Researchers’ identification of four new genetic subtypes in the most common lymphomas could move treatments closer to true “precision” medicine in the future, experts say.
Although the recent finding needs testing in clinical trials, the researchers found that the tumors of some patients with diffuse large B-cell lymphoma (DLBCL) carried both “good” and “bad” genetic aberrations at the same time — upending earlier assumptions about who might benefit from chemotherapy and who would not. It also could lead to new targeted therapies with fewer toxicities for patients.
Results of the study, led by scientists at the National Cancer Institute (NCI)’s Center for Cancer Research in Bethesda, Maryland, were published earlier this year in The New England Journal of Medicine in an article entitled “Genetics and Pathogenesis of Diffuse Large B-Cell Lymphoma.”1
Continue Reading
“The data told us there are four genetic subtypes and they are related to different stages of B-cell differentiation,” said Louis Staudt, MD, PhD, the NCI investigator who led the international team over 2 decades in the quest to better define these aggressive, fast-growing cancers. “When we looked at how they responded, the groups were quite different,” especially in overall 5-year survival, which ranged from 26% in the worst subtype to 68% in the best, he said.
Altogether, using multiplatform analysis, the researchers analyzed genomic alterations and gene expression in the fresh-frozen tumor samples of 574 patients with DCBCL, a type of lymphoma that accounts for some 30 percent of lymphoma. Nearly all of the samples came from mini-cohorts of patients at the time of diagnosis, before treatments began, according to Dr Staudt. ‘We had mature outcomes, with a median survival past 5 years,” he said, adding that, if a tumor relapses, it usually does so within the first 5 years.
The refined molecular classification that finally emerged went beyond the two known major subgroups of diffuse large B-cell lymphoma, previously identified: activated B-cell-like disease (ABC) and germinal B-cell-like disease (GCB).2 Patients who fall into the ABC group, clinicians know, have a worse prognosis than those whose molecular profile places them in the GCB group, with a 40% overall 5-year survival, compared with 75%.

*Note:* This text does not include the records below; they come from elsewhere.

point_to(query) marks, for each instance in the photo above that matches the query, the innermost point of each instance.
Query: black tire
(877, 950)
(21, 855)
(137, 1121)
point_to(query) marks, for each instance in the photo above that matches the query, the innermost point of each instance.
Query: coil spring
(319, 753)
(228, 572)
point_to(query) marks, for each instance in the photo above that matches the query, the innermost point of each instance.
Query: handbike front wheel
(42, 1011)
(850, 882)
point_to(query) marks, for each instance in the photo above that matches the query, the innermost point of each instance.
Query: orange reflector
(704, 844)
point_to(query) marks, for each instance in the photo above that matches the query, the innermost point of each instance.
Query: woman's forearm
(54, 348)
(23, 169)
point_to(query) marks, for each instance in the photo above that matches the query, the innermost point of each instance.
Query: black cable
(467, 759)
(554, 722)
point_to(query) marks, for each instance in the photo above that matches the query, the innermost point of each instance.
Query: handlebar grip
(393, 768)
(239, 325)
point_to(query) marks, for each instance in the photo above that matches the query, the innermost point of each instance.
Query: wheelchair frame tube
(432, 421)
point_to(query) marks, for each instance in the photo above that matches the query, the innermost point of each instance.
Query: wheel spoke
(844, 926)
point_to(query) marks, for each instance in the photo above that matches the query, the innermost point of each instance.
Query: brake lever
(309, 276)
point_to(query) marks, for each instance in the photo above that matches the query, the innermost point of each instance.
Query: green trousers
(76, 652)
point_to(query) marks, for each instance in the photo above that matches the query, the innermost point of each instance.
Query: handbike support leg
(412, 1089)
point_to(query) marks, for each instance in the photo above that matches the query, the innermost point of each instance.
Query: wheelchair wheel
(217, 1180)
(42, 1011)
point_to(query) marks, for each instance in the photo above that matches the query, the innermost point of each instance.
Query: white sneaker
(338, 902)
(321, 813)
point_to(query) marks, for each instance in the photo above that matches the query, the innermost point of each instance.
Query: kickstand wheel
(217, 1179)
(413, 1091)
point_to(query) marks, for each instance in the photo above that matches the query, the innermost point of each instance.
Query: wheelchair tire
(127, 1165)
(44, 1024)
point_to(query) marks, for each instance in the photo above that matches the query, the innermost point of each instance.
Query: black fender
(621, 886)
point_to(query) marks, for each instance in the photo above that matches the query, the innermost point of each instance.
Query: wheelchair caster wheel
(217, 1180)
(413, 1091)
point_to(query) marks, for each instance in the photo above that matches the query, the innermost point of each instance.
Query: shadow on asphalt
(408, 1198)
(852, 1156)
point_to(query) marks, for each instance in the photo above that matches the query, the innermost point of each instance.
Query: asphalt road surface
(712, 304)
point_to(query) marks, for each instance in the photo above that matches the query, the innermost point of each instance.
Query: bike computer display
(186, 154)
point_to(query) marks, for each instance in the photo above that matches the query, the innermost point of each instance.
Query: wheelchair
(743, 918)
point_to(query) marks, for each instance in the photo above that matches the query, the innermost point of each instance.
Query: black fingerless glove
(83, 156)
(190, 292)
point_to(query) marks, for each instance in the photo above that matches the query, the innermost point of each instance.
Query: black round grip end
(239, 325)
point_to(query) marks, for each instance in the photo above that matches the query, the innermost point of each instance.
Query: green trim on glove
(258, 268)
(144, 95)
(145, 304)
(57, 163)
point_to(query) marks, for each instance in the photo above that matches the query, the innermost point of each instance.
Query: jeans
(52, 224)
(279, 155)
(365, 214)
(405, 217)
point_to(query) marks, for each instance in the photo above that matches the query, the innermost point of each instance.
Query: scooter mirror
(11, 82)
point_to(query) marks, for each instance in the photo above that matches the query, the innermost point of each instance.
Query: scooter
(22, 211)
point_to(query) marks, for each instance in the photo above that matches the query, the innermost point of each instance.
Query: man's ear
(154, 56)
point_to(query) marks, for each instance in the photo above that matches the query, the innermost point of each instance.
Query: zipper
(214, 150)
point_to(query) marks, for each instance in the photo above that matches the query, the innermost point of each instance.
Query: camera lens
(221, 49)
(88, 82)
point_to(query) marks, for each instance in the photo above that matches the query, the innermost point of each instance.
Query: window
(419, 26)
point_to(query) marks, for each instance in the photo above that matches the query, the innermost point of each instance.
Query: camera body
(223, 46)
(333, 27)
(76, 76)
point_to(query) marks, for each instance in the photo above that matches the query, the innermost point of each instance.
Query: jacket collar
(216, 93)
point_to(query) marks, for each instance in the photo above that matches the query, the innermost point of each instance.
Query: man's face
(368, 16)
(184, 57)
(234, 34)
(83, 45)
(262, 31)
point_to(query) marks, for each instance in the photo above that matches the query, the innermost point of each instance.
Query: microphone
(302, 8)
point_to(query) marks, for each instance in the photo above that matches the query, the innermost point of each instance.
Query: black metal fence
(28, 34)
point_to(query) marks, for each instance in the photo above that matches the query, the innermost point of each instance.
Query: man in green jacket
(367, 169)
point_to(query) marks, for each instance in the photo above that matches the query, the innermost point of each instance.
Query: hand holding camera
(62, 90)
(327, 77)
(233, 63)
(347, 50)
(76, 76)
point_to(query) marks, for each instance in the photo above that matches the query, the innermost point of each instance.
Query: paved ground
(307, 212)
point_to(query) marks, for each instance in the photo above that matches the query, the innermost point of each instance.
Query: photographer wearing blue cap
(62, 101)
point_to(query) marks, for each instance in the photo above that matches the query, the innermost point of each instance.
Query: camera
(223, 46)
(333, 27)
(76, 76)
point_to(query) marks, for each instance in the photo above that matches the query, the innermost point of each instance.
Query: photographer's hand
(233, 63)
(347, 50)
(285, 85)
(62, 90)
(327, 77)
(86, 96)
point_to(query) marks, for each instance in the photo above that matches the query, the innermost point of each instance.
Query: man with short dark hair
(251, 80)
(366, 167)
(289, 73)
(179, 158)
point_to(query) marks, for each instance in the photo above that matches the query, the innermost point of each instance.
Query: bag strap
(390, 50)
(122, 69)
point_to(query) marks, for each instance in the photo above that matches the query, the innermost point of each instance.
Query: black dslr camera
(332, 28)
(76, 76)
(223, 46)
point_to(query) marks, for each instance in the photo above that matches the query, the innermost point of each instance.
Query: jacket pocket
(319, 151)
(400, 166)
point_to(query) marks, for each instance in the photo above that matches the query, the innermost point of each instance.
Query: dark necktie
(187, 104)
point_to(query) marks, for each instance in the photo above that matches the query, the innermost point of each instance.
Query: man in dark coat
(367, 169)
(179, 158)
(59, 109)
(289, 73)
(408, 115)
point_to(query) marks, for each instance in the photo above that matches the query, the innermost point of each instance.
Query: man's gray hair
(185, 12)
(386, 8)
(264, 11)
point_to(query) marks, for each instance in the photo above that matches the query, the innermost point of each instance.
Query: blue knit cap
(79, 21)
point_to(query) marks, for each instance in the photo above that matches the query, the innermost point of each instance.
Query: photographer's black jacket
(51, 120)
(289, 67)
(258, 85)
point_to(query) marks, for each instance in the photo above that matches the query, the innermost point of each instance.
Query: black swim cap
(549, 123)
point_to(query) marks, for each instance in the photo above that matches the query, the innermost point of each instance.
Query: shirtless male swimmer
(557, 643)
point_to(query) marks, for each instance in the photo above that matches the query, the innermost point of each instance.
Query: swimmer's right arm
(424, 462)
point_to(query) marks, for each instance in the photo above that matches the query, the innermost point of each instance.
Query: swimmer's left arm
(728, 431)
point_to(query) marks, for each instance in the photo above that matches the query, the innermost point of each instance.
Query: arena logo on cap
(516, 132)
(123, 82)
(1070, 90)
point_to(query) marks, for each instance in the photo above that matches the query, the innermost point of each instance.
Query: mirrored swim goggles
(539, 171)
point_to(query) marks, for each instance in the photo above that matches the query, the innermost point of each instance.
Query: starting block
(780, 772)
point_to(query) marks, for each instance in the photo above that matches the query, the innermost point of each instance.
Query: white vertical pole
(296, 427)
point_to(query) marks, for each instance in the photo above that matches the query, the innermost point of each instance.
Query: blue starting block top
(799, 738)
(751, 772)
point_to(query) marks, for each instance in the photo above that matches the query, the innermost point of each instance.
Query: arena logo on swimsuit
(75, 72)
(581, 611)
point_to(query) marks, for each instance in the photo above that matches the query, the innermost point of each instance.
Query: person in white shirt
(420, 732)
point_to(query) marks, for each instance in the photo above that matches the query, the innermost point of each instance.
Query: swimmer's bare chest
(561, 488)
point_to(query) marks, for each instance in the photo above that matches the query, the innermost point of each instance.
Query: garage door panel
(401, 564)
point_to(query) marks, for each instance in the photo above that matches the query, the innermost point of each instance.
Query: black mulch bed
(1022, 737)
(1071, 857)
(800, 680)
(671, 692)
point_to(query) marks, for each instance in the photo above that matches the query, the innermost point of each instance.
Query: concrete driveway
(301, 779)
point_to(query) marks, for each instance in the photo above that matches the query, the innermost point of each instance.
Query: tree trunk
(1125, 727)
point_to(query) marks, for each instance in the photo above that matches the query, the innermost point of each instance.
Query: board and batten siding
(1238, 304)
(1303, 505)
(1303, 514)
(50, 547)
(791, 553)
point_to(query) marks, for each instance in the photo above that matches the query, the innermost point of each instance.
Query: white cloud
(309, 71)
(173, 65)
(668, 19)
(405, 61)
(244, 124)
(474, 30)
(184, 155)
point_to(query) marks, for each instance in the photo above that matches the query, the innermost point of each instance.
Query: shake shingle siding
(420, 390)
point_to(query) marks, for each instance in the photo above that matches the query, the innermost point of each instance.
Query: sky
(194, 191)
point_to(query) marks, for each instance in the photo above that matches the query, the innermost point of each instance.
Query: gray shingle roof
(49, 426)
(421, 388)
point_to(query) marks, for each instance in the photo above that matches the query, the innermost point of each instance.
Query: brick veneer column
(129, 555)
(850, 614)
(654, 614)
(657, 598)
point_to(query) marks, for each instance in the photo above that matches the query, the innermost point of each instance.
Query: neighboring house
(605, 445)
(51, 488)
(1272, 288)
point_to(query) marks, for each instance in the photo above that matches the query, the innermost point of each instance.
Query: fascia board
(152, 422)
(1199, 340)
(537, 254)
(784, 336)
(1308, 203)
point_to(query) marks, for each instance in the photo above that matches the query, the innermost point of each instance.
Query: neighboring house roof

Dividing these large subgroups into smaller ones and then enriching them, Dr Staudt said, allowed researchers to identify shared genetic deviations, not possible before, that arise from different cells of origin and acquire genetic mutations over time.
One of the most interesting findings, he said, was the discovery that some patients, presumably worse off in the ABC group, also carried a subtype with a more favorable genetic pattern, giving them a better chance for a chemotherapy “cure.” The reverse also held true. Patients in the GCB group, thought to benefit the most from chemotherapy, often carried an unfavorable subtype, he said, suggesting a poorer outcome.
Commenting on this revised molecular system, several oncologists praised the work. But, like Dr Staudt, they called for clinical trials, while cautioning against promising too much, too soon.
“It’s an important paper,” said Julie Vose, MD, MBA, chief of oncology/hematology at the Fred and Pamela Buffett Cancer Cancer, part of the University of Nebraska Medical Center in Omaha. “But, once you get down into the subtypes, we do need clinical trials to see whether they work.”